The move isn't unexpected. The US never ratified the Rome Statute, the treaty that created the ICC, and drafted the American Servicemembers' Protection Act (ASPA) to shield US military and government officials from prosecution by a court it isn't party to.
The Clinton administration signed the Rome Statute in 2000 but never submitted it for Senate ratification; the Bush administration formally withdrew the signature in 2002. In 2020, the ICC opened an investigation into alleged war crimes by US forces in Afghanistan, after which the first Trump administration sanctioned ICC judges and senior officials — sanctions the Biden administration later lifted.
Tensions escalated again in November 2024, when the ICC issued arrest warrants for Israeli PM Benjamin Netanyahu and former Defense Minister Yoav Gallant over alleged war crimes and crimes against humanity in Gaza, including murder and starvation. The US responded by freezing the assets of a dozen ICC officials, including judges and the chief prosecutor.
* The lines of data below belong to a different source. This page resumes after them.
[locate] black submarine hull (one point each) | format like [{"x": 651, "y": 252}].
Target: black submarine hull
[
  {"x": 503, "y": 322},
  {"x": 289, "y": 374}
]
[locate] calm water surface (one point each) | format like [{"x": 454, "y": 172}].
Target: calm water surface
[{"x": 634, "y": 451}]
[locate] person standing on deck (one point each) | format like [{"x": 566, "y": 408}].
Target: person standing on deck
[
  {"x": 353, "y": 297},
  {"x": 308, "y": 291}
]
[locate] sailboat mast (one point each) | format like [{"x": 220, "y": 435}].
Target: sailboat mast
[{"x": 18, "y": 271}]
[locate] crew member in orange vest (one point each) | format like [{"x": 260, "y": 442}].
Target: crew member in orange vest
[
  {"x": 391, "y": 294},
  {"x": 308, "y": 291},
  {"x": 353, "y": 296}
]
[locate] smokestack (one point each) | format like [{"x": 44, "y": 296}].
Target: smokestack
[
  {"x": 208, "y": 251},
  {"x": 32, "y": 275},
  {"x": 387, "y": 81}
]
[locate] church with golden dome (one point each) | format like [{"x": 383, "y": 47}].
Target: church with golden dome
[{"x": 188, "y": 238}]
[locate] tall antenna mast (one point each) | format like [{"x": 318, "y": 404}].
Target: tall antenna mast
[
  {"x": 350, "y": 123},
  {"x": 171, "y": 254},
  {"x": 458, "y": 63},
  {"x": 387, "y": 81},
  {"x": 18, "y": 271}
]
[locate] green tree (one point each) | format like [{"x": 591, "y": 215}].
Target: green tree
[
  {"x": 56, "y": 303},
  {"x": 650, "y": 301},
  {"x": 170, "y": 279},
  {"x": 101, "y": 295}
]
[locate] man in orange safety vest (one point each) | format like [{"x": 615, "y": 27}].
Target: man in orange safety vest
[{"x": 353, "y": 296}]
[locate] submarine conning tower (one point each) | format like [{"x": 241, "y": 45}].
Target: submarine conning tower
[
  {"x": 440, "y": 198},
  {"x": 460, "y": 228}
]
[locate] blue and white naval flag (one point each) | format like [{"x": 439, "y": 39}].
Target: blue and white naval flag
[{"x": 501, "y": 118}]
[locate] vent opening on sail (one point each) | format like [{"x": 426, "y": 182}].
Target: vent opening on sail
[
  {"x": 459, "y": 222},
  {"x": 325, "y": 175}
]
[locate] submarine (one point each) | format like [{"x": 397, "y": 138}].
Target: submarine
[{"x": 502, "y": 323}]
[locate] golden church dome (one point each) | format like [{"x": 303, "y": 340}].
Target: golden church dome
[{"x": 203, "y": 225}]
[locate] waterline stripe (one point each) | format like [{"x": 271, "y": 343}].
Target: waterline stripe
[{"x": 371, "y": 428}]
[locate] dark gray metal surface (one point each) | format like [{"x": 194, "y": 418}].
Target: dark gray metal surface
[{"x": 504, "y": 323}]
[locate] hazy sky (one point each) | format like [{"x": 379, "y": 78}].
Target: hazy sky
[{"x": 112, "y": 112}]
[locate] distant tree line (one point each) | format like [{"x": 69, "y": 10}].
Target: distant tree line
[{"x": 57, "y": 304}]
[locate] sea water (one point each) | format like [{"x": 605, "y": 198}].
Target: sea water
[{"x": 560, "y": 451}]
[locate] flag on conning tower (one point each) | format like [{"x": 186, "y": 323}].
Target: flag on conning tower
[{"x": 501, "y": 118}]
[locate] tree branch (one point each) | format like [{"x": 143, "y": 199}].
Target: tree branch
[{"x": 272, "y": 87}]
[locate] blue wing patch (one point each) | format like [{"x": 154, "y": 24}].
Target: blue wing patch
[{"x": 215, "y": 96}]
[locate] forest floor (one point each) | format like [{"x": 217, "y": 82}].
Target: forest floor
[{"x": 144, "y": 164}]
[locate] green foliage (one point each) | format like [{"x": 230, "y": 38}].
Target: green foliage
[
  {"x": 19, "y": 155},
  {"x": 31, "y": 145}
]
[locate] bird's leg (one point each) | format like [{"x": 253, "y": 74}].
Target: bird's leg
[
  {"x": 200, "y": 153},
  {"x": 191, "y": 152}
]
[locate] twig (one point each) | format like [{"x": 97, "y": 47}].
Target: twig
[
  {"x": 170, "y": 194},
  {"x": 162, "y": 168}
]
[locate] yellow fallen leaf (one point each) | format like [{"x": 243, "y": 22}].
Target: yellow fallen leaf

The campaign will involve pressuring other countries to leave the court. Rubio said the US will use every tool available — including travel bans and sanctions — against countries that refuse to "reject the ICC's false authority." Rights groups called Rubio's announcement a bid for impunity as Hague tribunal's decades-long standoff with Washington reached a breaking point.
"The ICC is not claiming jurisdiction over conduct in the United States," Kenneth Roth, former executive director of Human Rights Watch, told The Guardian. "Rubio is dressing up his quest for impunity for American war crimes under the label of national sovereignty, which ignores the sovereign right of other nations to invoke the ICC for crimes committed on their territory." He added: "Trump wants to be able to commit war crimes on the territory of countries that have accepted the court's jurisdiction – that's what this is about."
According to an unnamed official, top officials — including the secretary, deputy secretary, and US ambassadors — "are calling countries as part of a campaign to diplomatically isolate the International Criminal Court and ensure it cannot target Americans," CNN reported. The ICC has not opened any investigations into crimes committed on American soil.